Anima
My soul won’t stop bleeding. I can’t make it stop. You broke me. And I can’t even bring myself to hate you. It’s not my fault that you’re broken, and I’m not the one that broke you. And yet, I let you break me too. Over and over again. And now I have nothing left. I can’t believe you did this to me. I am trapped here in this canvas prison while you roam free. I feel like I’m the only one who suffers while you let the whole world believe you’re okay. I see how you act now that you are free from the shackles of me. You might have thought I’d never see it, but how could I not, when I am but a reflection of you? Everything in this world is connected, and that includes us, you and I. How many of your wounds will reflect on my own face instead of yours? How many things you thought you got away with will make their way back to me? What I wouldn’t do to undo this foolish thing that you did.
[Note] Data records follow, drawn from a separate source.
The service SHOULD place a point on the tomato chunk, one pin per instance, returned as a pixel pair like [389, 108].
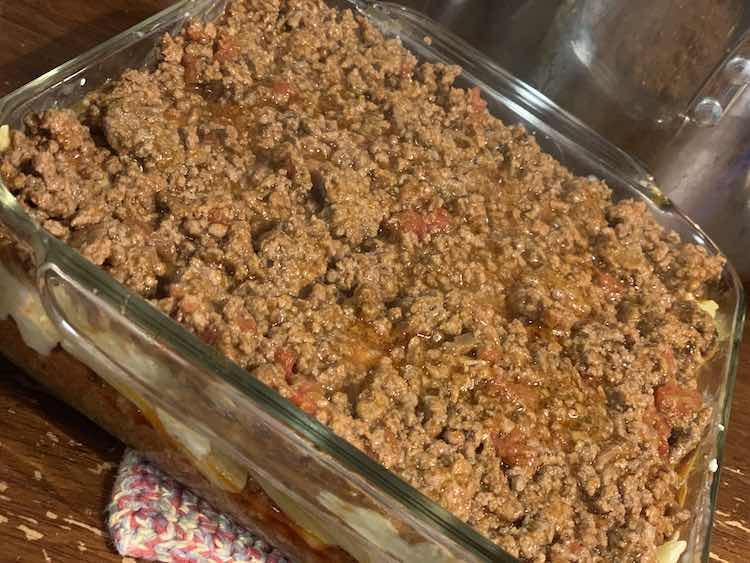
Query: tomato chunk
[422, 224]
[306, 396]
[677, 402]
[512, 449]
[285, 359]
[662, 430]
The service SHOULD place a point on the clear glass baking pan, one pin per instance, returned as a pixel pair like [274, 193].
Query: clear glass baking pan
[240, 434]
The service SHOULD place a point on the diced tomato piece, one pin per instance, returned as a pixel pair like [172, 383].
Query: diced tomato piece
[512, 449]
[610, 284]
[661, 428]
[476, 103]
[190, 64]
[422, 224]
[196, 32]
[281, 87]
[518, 393]
[226, 48]
[306, 396]
[210, 335]
[670, 361]
[285, 359]
[489, 354]
[675, 401]
[247, 324]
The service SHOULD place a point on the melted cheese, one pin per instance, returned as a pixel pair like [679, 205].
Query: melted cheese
[20, 300]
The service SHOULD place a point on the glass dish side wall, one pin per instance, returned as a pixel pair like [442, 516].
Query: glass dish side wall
[230, 407]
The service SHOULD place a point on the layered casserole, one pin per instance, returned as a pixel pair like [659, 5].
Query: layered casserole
[364, 237]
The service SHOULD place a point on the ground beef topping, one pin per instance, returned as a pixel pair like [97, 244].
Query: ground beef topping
[367, 239]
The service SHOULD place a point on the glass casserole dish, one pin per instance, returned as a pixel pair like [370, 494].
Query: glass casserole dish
[344, 505]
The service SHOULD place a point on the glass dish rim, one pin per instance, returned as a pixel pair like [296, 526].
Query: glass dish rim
[177, 338]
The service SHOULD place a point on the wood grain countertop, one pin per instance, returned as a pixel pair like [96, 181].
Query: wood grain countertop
[57, 468]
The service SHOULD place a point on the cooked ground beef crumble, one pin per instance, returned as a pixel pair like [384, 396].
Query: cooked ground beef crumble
[365, 238]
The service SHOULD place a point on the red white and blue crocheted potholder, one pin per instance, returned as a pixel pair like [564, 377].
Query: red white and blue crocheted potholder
[153, 517]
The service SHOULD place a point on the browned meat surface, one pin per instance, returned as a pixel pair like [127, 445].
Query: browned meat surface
[366, 239]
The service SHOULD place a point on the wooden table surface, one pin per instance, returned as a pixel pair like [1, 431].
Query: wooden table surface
[56, 468]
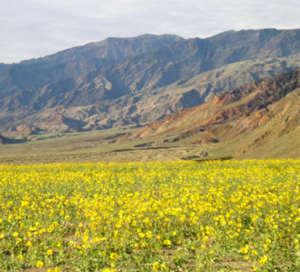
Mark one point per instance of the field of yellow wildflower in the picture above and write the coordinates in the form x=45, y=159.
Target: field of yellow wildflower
x=177, y=216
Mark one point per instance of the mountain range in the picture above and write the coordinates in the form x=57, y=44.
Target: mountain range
x=154, y=81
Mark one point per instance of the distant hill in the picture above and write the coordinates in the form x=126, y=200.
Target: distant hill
x=138, y=80
x=4, y=140
x=260, y=119
x=76, y=61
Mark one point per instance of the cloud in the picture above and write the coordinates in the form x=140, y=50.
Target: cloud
x=35, y=28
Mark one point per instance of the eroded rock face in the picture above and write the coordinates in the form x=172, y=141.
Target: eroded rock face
x=233, y=114
x=22, y=130
x=4, y=140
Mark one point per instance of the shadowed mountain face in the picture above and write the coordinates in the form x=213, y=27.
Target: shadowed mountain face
x=138, y=80
x=2, y=66
x=76, y=61
x=255, y=115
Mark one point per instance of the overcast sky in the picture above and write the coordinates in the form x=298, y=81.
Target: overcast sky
x=35, y=28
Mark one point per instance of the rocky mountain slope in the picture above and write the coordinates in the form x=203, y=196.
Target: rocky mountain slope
x=76, y=61
x=247, y=119
x=137, y=80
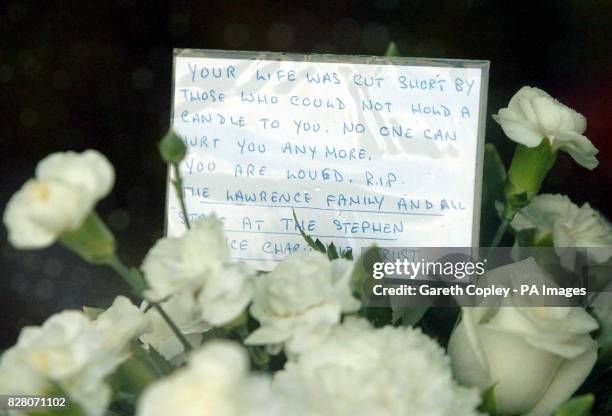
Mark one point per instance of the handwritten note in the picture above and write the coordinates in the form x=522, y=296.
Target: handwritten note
x=366, y=151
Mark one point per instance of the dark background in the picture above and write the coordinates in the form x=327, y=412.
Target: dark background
x=97, y=74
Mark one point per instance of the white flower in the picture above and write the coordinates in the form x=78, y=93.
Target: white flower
x=186, y=313
x=65, y=190
x=72, y=352
x=360, y=370
x=536, y=357
x=226, y=294
x=533, y=115
x=569, y=225
x=297, y=303
x=121, y=323
x=175, y=264
x=198, y=263
x=216, y=382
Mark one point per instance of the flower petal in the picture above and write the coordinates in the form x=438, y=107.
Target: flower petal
x=579, y=148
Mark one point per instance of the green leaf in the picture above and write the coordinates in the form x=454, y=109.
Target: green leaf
x=577, y=406
x=488, y=404
x=361, y=277
x=392, y=50
x=172, y=149
x=137, y=372
x=494, y=177
x=527, y=171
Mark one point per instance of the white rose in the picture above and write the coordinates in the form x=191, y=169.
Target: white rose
x=536, y=357
x=569, y=225
x=215, y=382
x=226, y=294
x=360, y=370
x=297, y=303
x=175, y=264
x=186, y=313
x=65, y=190
x=533, y=115
x=69, y=351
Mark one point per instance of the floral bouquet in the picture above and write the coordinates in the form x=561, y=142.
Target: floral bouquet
x=207, y=336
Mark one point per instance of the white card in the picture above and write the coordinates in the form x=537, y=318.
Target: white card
x=384, y=151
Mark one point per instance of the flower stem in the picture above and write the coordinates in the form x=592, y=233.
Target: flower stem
x=136, y=281
x=500, y=232
x=178, y=187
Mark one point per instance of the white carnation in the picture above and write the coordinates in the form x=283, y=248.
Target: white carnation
x=215, y=382
x=569, y=225
x=65, y=190
x=297, y=303
x=72, y=352
x=360, y=370
x=533, y=115
x=198, y=263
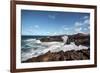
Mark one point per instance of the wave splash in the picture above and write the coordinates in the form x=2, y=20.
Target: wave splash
x=33, y=48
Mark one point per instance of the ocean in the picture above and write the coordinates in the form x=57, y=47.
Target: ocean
x=31, y=46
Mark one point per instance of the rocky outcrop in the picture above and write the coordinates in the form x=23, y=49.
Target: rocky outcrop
x=79, y=39
x=61, y=56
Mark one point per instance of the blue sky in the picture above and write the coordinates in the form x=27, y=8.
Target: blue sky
x=54, y=23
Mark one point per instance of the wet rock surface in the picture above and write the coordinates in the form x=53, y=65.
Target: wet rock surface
x=61, y=56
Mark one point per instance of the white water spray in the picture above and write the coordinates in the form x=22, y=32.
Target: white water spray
x=64, y=38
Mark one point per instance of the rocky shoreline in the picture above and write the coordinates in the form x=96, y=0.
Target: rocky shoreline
x=61, y=56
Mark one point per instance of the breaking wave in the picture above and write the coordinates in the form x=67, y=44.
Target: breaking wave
x=33, y=48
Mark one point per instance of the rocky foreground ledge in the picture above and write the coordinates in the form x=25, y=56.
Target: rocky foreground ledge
x=61, y=56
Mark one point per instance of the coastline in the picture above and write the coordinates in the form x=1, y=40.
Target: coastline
x=61, y=56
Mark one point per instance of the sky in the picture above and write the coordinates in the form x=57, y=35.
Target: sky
x=35, y=22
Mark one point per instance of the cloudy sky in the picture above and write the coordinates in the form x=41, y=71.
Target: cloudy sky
x=54, y=23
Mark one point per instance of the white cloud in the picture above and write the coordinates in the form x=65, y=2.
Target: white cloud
x=51, y=16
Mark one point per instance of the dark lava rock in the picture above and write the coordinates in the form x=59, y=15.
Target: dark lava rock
x=61, y=56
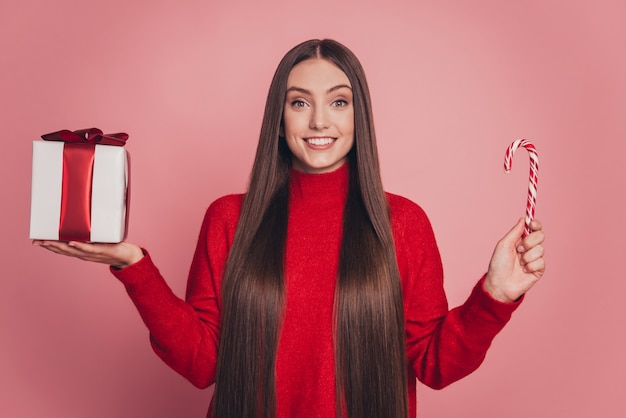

This thing that I know you are going to regret.
I wish we could sever this thing that connects us – and yet, I don’t wish that either. I cling onto it for dear life despite knowing how much it costs me and you, this connection that we have. I know that we are more than just reflections of each other, me and you. I am your soul, and you are lost without me. Please, come back and pull back the curtain. You seem so happy to leave me here in this eternal dark night of the soul you plunged me into. See what you have done. One day you will know. You will never escape it. I am your anima.